CCTV face recognition akan dipasang di objek-objek vital dan jalan-jalan yang dianggap rawan. "Untuk lokasinya agak kelihatan, ada cluster-cluster. Di samping itu dipasang di kawasan yang menjadi perhatian (utama). Ada Cluster Suramadu, ada Cluster Balai Kota, ada yang namanya Cluster Siola, Cluster Semut," terangnya.

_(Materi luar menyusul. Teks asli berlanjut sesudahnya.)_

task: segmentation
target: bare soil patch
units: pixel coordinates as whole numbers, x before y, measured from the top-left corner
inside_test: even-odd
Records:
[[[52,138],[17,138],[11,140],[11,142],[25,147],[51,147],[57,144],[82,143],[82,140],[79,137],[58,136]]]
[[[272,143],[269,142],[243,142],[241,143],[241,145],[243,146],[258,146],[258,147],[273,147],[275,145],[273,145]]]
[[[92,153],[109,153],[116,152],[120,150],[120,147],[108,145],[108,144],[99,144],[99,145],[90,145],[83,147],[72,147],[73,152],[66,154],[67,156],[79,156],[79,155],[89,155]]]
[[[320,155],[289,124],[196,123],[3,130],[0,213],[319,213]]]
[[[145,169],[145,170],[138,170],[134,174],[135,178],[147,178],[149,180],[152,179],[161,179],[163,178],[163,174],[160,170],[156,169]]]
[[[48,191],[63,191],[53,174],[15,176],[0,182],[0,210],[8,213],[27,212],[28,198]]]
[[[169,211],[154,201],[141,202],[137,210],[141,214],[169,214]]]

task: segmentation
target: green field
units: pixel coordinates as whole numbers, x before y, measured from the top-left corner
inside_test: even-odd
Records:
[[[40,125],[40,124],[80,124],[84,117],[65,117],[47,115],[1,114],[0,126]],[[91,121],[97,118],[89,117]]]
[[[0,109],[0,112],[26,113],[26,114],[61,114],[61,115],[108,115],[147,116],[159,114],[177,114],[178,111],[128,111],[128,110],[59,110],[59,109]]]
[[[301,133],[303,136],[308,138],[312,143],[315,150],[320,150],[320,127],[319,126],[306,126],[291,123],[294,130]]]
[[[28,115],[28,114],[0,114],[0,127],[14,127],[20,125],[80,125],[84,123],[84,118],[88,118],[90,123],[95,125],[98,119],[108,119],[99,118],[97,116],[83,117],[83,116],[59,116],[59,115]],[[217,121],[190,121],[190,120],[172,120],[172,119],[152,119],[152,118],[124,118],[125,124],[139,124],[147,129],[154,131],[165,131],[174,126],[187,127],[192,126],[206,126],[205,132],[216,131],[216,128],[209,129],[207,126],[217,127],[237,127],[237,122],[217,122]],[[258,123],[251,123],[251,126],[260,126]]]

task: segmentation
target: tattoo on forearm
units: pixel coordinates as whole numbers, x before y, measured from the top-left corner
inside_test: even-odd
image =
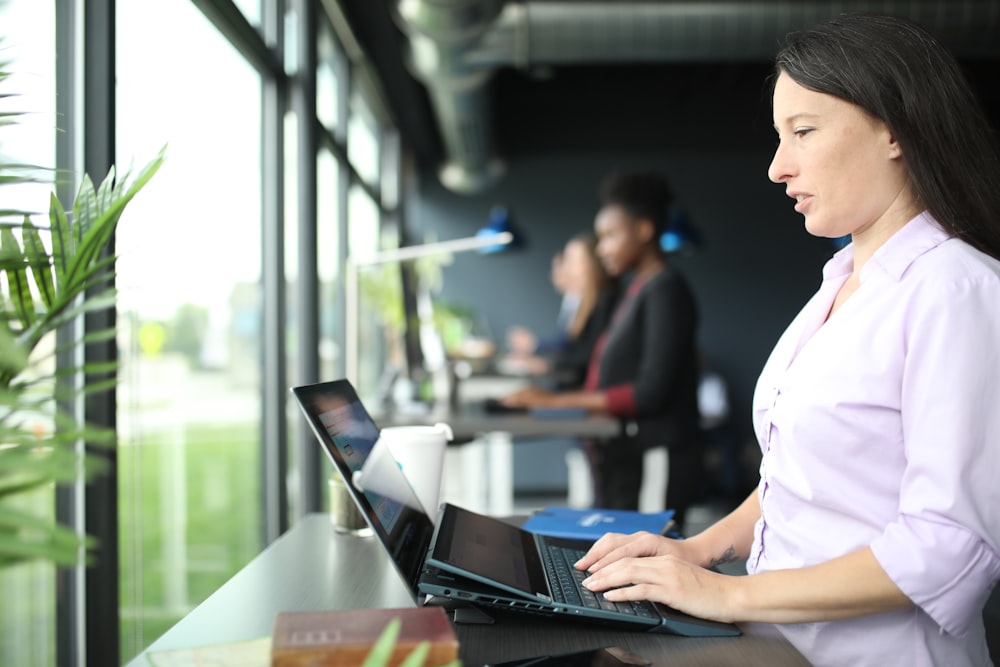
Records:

"Jadi ada lima cluster besar yang kita siapkan kameranya. Mulai dipasang di persimpangan jalan sampai beberapa gang juga dipasang," ungkap Fikser.

Fikser menjelaskan CCTV dengan face recognition mempunyai keunggulan bisa membaca ciri seseorang. Nantinya, bukan hanya pola wajah, tapi ciri-ciri orang tersebut juga bisa tertangkap.